On July 25, a sickly coyote pup was found on Brandeis campus. It later tested positive for a potent rodenticide known as Second-Generation Anticoagulant Rodenticides which has been used by Brandeis to minimize the rat population. SGARs are poisons that prevent blood clotting and lead to internal bleeding and ultimately death. These poisons take about a week to kill rats but live in their system for over four weeks and can be transferred to any animal that consumes the rodent. This poison “causes a very painful death for the wildlife,” said Brandeis Students for Environmental Action, a local and regional environmental activist group, president Justin Kiozumi ’27 in an interview with The Justice on Sept. 8. SGARs poisoning has resulted in deaths of several species of predators that are eating the rats, such as owls, coyotes and most commonly red-tailed hawks.

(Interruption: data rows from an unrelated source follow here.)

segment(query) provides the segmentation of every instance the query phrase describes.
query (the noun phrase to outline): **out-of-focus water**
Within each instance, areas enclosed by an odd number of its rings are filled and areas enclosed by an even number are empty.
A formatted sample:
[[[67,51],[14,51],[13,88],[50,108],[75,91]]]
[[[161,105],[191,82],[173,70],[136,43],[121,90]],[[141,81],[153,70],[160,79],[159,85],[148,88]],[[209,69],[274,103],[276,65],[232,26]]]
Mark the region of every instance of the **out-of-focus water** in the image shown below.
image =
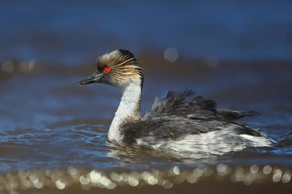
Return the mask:
[[[288,1],[16,2],[0,12],[0,193],[291,189]],[[220,108],[259,112],[240,122],[280,145],[193,160],[110,144],[121,90],[77,81],[122,48],[145,68],[142,115],[156,96],[188,87]]]

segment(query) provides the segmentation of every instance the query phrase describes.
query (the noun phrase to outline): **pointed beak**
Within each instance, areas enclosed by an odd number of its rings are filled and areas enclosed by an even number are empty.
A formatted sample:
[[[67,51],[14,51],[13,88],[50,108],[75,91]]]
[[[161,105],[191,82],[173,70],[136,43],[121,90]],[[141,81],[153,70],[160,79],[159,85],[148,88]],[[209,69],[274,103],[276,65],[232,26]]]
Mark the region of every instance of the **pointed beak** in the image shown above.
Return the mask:
[[[79,84],[81,85],[86,85],[92,83],[98,83],[101,81],[102,75],[102,73],[97,74],[95,73],[94,74],[89,76],[88,78],[81,80],[81,81],[79,81],[78,83]]]

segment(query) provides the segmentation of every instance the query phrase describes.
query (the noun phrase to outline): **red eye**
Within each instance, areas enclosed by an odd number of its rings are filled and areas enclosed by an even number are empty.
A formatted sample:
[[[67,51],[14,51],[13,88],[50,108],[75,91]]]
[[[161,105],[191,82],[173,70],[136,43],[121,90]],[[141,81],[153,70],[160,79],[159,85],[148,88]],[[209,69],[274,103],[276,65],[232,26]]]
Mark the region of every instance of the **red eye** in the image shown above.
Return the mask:
[[[106,68],[105,68],[105,72],[109,73],[110,70],[110,67],[106,67]]]

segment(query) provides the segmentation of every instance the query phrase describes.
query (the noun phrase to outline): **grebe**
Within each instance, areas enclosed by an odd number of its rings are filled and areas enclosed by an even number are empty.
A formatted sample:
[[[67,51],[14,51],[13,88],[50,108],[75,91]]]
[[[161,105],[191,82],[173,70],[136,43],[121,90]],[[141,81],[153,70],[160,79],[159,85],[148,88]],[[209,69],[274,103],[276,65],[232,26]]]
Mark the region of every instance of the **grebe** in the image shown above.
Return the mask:
[[[255,111],[218,109],[217,103],[193,92],[168,92],[155,99],[152,110],[140,115],[143,69],[130,51],[116,50],[97,59],[97,70],[79,82],[102,83],[123,90],[108,134],[110,141],[169,153],[191,152],[208,157],[247,147],[271,146],[265,134],[234,121],[259,114]]]

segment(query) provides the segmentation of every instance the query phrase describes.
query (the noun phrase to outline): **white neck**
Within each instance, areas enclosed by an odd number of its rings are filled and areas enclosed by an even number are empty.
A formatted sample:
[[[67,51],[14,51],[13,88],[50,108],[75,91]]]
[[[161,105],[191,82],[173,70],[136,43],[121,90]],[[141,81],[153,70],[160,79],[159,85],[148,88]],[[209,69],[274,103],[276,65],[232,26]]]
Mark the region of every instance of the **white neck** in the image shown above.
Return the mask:
[[[122,142],[123,135],[120,125],[126,121],[125,119],[129,116],[136,119],[140,118],[141,83],[140,80],[133,81],[123,88],[121,102],[109,130],[109,140]]]

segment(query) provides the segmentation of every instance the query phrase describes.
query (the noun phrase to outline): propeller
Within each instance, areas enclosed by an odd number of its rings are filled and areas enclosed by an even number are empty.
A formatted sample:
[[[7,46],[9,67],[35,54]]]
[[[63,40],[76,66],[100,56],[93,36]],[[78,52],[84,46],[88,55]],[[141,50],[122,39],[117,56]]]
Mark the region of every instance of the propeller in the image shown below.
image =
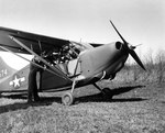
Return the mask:
[[[136,55],[136,53],[133,51],[136,46],[132,46],[130,45],[120,34],[120,32],[117,30],[117,27],[114,26],[114,24],[112,23],[112,21],[110,21],[110,23],[112,24],[113,29],[116,30],[116,32],[118,33],[118,35],[121,37],[121,40],[123,41],[123,48],[134,58],[134,60],[144,69],[144,65],[142,64],[141,59],[139,58],[139,56]],[[130,45],[130,46],[129,46]]]

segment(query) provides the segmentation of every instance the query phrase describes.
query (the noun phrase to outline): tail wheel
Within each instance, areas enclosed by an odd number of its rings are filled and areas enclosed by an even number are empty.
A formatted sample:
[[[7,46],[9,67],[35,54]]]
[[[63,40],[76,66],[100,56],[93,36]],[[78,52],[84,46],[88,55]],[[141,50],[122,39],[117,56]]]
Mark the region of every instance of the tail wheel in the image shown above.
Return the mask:
[[[65,106],[70,106],[74,103],[74,96],[72,92],[65,92],[64,96],[62,97],[62,102]]]
[[[109,88],[103,88],[102,93],[106,99],[112,99],[113,97],[113,93]]]

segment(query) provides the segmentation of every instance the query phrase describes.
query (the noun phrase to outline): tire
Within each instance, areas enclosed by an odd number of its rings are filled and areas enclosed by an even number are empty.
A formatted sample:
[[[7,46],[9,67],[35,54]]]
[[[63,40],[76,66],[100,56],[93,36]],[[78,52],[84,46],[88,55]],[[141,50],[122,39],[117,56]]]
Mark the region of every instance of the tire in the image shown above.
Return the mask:
[[[65,106],[70,106],[74,103],[74,97],[72,92],[65,92],[64,96],[62,97],[62,102]]]
[[[111,100],[112,97],[113,97],[113,93],[112,93],[112,91],[109,88],[103,88],[102,89],[102,93],[103,93],[103,98],[105,99]]]

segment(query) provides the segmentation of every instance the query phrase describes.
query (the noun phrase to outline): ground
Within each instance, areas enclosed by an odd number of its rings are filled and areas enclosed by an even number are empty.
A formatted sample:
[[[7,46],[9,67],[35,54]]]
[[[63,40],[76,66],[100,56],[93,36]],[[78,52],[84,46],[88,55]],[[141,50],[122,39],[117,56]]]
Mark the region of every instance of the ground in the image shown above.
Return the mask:
[[[61,103],[61,92],[40,93],[26,103],[22,95],[0,98],[0,133],[165,133],[165,82],[99,82],[112,100],[92,86],[75,90],[75,104]]]

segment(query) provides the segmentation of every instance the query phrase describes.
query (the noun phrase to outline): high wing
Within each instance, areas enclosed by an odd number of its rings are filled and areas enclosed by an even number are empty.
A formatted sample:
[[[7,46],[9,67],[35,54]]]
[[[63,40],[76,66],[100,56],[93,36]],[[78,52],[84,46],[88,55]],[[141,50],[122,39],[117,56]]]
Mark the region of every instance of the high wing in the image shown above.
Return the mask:
[[[67,45],[69,41],[61,40],[23,31],[0,27],[0,46],[7,47],[13,53],[31,54],[18,43],[11,40],[11,36],[22,42],[26,47],[32,49],[36,54],[41,54],[43,51],[50,51],[55,47],[63,47]],[[0,48],[0,51],[3,51]]]
[[[67,40],[61,40],[7,27],[0,27],[0,51],[11,52],[15,55],[18,55],[16,53],[35,55],[38,57],[40,60],[42,60],[46,66],[50,67],[46,69],[47,71],[51,71],[52,74],[62,77],[65,80],[70,79],[61,69],[51,66],[51,64],[48,64],[40,55],[43,52],[48,52],[51,49],[59,49],[64,45],[68,44],[69,41]]]

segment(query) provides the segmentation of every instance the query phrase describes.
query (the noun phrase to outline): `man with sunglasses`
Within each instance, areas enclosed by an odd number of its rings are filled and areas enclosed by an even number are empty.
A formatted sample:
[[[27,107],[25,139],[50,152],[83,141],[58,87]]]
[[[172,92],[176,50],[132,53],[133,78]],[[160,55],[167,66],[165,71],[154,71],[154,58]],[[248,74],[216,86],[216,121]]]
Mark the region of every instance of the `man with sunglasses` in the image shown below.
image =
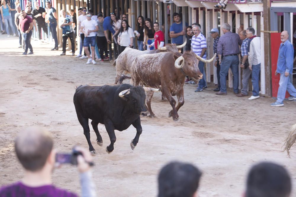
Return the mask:
[[[80,32],[84,34],[84,39],[83,42],[84,52],[89,58],[86,63],[87,64],[89,64],[91,63],[92,63],[94,64],[96,64],[94,60],[95,58],[94,48],[96,45],[97,32],[99,30],[99,26],[96,21],[91,19],[91,12],[88,12],[86,13],[86,19],[82,21],[80,28]],[[90,53],[88,50],[90,44],[91,49],[92,59],[91,57]]]

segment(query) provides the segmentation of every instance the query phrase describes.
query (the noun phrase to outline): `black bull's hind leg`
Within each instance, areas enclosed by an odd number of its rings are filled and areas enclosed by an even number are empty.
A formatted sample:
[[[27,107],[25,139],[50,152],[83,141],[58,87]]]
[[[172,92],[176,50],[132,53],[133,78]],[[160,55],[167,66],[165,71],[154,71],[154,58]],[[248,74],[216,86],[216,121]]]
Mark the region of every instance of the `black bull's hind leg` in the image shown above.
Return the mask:
[[[177,97],[178,99],[178,105],[177,106],[177,107],[176,108],[176,110],[177,112],[178,112],[179,110],[179,109],[181,107],[183,106],[183,105],[184,104],[184,91],[183,89],[183,88],[182,88],[180,91],[179,91],[178,94],[177,94]],[[173,110],[174,108],[173,107]],[[172,116],[172,113],[173,113],[173,110],[171,110],[168,113],[168,117],[171,117]],[[177,119],[176,121],[180,121],[180,118],[179,118],[179,115],[178,115],[177,112]],[[174,119],[173,116],[173,119]],[[174,120],[175,121],[176,121],[175,120]]]
[[[137,145],[137,144],[139,141],[139,138],[140,137],[140,135],[142,133],[142,126],[141,126],[141,119],[139,117],[139,118],[137,120],[133,123],[133,126],[137,129],[137,134],[136,135],[136,136],[133,139],[131,142],[131,147],[133,150],[135,148],[135,147]]]
[[[111,142],[110,145],[106,147],[106,151],[107,152],[110,153],[114,149],[114,143],[116,141],[116,136],[114,131],[114,125],[111,120],[108,120],[106,121],[105,127],[109,135]]]
[[[91,153],[95,153],[94,149],[91,145],[91,135],[89,133],[89,119],[84,118],[78,114],[77,114],[77,117],[79,122],[83,128],[83,133],[85,136],[87,143],[89,144],[89,151]]]
[[[99,132],[99,129],[98,129],[98,124],[99,123],[94,121],[91,121],[91,125],[93,126],[93,128],[96,133],[96,143],[99,146],[103,146],[103,139],[102,139],[102,136],[101,136]]]

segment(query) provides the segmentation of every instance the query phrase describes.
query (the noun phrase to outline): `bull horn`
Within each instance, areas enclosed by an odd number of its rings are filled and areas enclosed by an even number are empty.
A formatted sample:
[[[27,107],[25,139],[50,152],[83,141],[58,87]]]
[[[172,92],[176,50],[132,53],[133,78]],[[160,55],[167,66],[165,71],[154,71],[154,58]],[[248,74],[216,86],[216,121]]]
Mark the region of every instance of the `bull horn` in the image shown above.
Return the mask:
[[[159,46],[159,43],[158,42],[157,42],[157,49],[159,51],[165,51],[167,50],[166,47],[165,46]]]
[[[183,60],[183,62],[182,62],[181,65],[179,65],[179,63],[182,60]],[[177,58],[176,61],[175,61],[175,67],[178,69],[181,69],[183,67],[183,66],[184,65],[184,58],[182,56],[180,56]]]
[[[186,43],[187,42],[187,38],[185,38],[185,42],[184,43],[181,45],[179,45],[179,46],[177,46],[177,48],[180,48],[181,49],[183,47],[185,46],[185,45],[186,45]]]
[[[118,95],[120,97],[123,97],[125,95],[128,95],[130,93],[129,91],[130,89],[125,89],[123,91],[121,91]]]
[[[199,56],[197,55],[196,55],[196,58],[200,60],[201,61],[203,62],[205,62],[205,63],[209,63],[213,61],[213,60],[214,59],[216,58],[216,53],[215,53],[215,54],[214,55],[214,56],[213,56],[213,57],[212,58],[212,59],[211,59],[208,60],[207,60],[205,59],[200,56]]]
[[[149,87],[143,87],[144,90],[145,92],[159,92],[160,91],[160,89],[153,88]]]

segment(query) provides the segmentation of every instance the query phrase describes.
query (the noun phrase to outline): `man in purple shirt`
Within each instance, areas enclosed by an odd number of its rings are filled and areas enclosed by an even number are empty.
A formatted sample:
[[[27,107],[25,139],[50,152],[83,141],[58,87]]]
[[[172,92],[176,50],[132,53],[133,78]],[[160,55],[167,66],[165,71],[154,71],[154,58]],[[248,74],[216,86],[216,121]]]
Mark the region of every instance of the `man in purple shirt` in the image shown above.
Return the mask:
[[[22,131],[15,141],[17,158],[25,168],[20,181],[0,189],[0,197],[72,197],[77,195],[52,185],[52,174],[56,162],[56,151],[50,133],[38,128]],[[96,196],[89,164],[92,161],[89,152],[81,147],[75,149],[80,173],[81,196]]]
[[[221,37],[218,42],[217,53],[220,64],[220,91],[217,95],[226,95],[226,76],[230,68],[233,74],[233,91],[235,94],[239,93],[239,45],[241,45],[242,41],[238,34],[230,32],[230,26],[224,23],[222,26],[222,31],[224,35]],[[223,54],[223,61],[222,54]]]

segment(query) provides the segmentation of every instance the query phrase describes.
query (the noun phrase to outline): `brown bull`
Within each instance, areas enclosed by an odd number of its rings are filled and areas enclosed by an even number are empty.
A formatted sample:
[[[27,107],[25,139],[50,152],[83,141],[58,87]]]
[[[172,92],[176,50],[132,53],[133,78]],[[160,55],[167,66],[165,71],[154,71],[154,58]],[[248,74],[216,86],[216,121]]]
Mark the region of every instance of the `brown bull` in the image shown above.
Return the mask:
[[[142,51],[135,49],[129,47],[126,47],[124,50],[118,56],[117,58],[111,63],[111,65],[115,66],[116,68],[116,76],[115,82],[117,84],[118,83],[121,74],[124,71],[130,72],[131,66],[133,62],[137,57],[144,54],[152,54],[160,52],[171,51],[178,52],[179,49],[181,49],[186,45],[186,40],[181,45],[176,46],[173,44],[168,44],[165,47],[160,48],[161,51],[158,49],[154,49],[151,51]]]
[[[184,104],[183,86],[185,76],[190,76],[197,82],[202,79],[202,74],[198,66],[199,61],[206,60],[192,51],[186,51],[182,54],[179,53],[166,52],[154,54],[142,55],[136,57],[133,63],[131,71],[134,84],[141,84],[145,86],[158,87],[161,86],[161,92],[173,108],[169,113],[169,117],[179,121],[178,111]],[[180,64],[181,63],[181,65]],[[151,99],[153,93],[147,94],[146,102],[150,117],[154,117],[151,108]],[[177,96],[178,103],[176,107],[176,101],[173,97]]]

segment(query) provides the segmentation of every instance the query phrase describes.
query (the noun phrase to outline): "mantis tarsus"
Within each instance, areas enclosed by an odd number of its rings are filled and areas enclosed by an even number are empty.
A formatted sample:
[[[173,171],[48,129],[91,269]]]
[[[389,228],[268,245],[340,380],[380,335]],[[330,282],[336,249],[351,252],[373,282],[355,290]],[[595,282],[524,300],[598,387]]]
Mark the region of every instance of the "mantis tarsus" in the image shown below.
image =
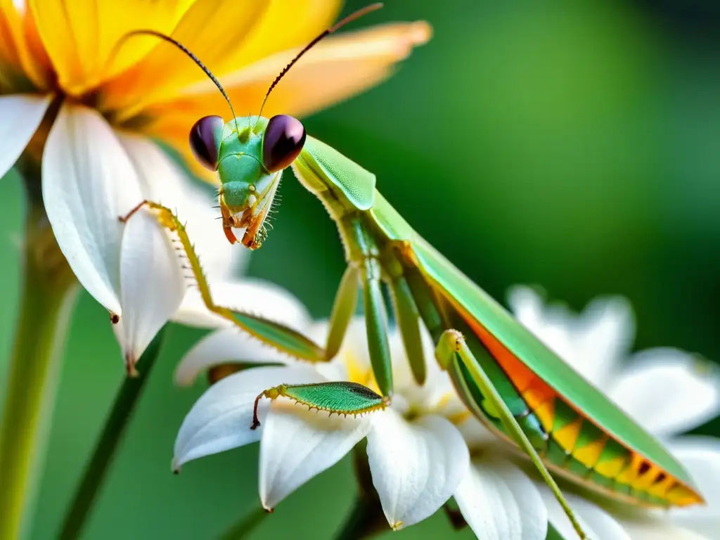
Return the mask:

Save Waltham Wildlife, a sub group of the Waltham Land Trust, had been contacting Brandeis officials about the effects of SGARs on wildlife since the spring of 2024, according to Waltham Land Trust director Sonja Wadman in an interview with The Justice on Sept. 8. On May 1, Wadman and Justin Kiozumi met with Chris Gould, Manager of Grounds and Fleet Services, and Lois Stanley, Vice President for campus operations. This meeting resulted in Brandeis vowing to phase out SGARs over a two week period starting July 2.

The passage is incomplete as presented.